Labormitarbeiterin beim Auswerten von DNA-Tests in einem Labor in Wien
APA/HELMUT FOHRINGER
Gesundheit

LKH Graz warnt vor Puumalavirus

Das LKH Graz warnt vor einer Infektion mit dem Puumalavirus – von heuer bisher 97 Ansteckungen in Österreich wurden 86 in der Südoststeiermark gezählt. Das Virus wird durch aufgewirbelten Staub verbreitet.

Eine Infektion mit dem Virus kann bis zu Nieren- und Lungenversagen führen. Das Virus verbreitet sich über den Kot und andere Ausscheidungen der Rötelmaus – wird Staub aufgewirbelt, schleudert das auch das Virus herum, und zwar sogar noch dann, wenn der Überträger, die Rötelmaus, längst „ausgezogen“, tot oder gefangen ist.

Das LKH Graz teilte am Freitag in einer Aussendung mit, dass wegen der Gefahr einer Übertragung besonders beim Reinigen von Wochenendhäusern, Schuppen und Garagen Vorsicht geboten ist; eine weitere vorbeugende Maßnahme ist das Besprühen von Oberflächen und Böden mit chlorhaltigen Lösungen.
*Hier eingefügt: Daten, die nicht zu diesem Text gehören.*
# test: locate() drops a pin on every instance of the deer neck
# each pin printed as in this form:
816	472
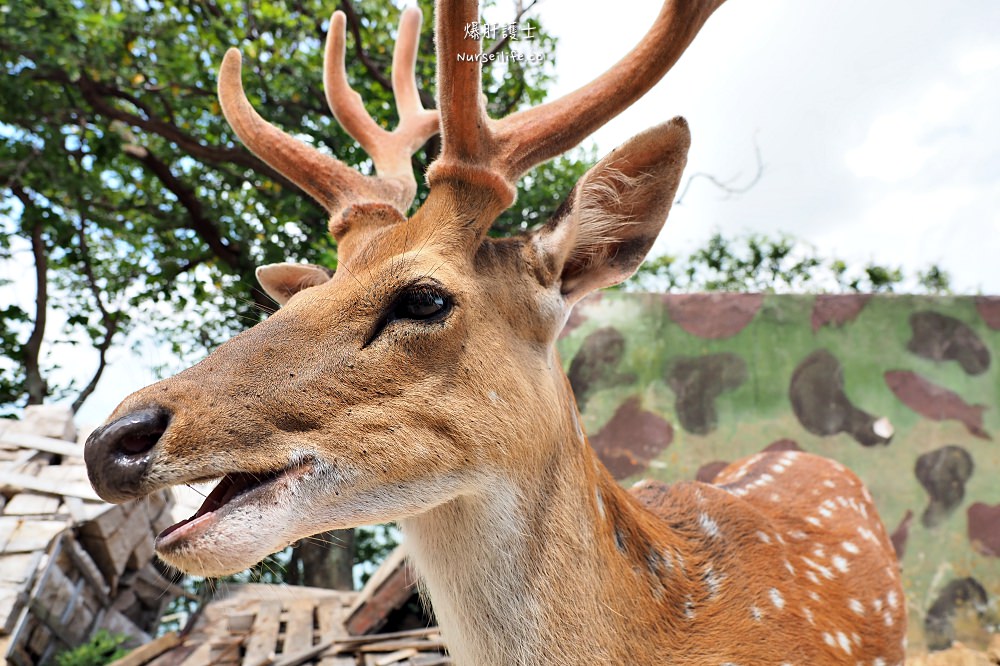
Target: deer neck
530	569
Mehr Infektionen als 2004, 2007, 2014 und 2017 zusammen

Mit 97 Fällen verzeichnete man heuer bereits mehr Infektionen als in den Jahren 2004, 2007, 2014 und 2017 zusammen, in denen das Virus in Österreich gehäuft beim Menschen auftrat; nur im Jahr 2012 waren mit 264 Fällen mehr Infektionen nachweisbar.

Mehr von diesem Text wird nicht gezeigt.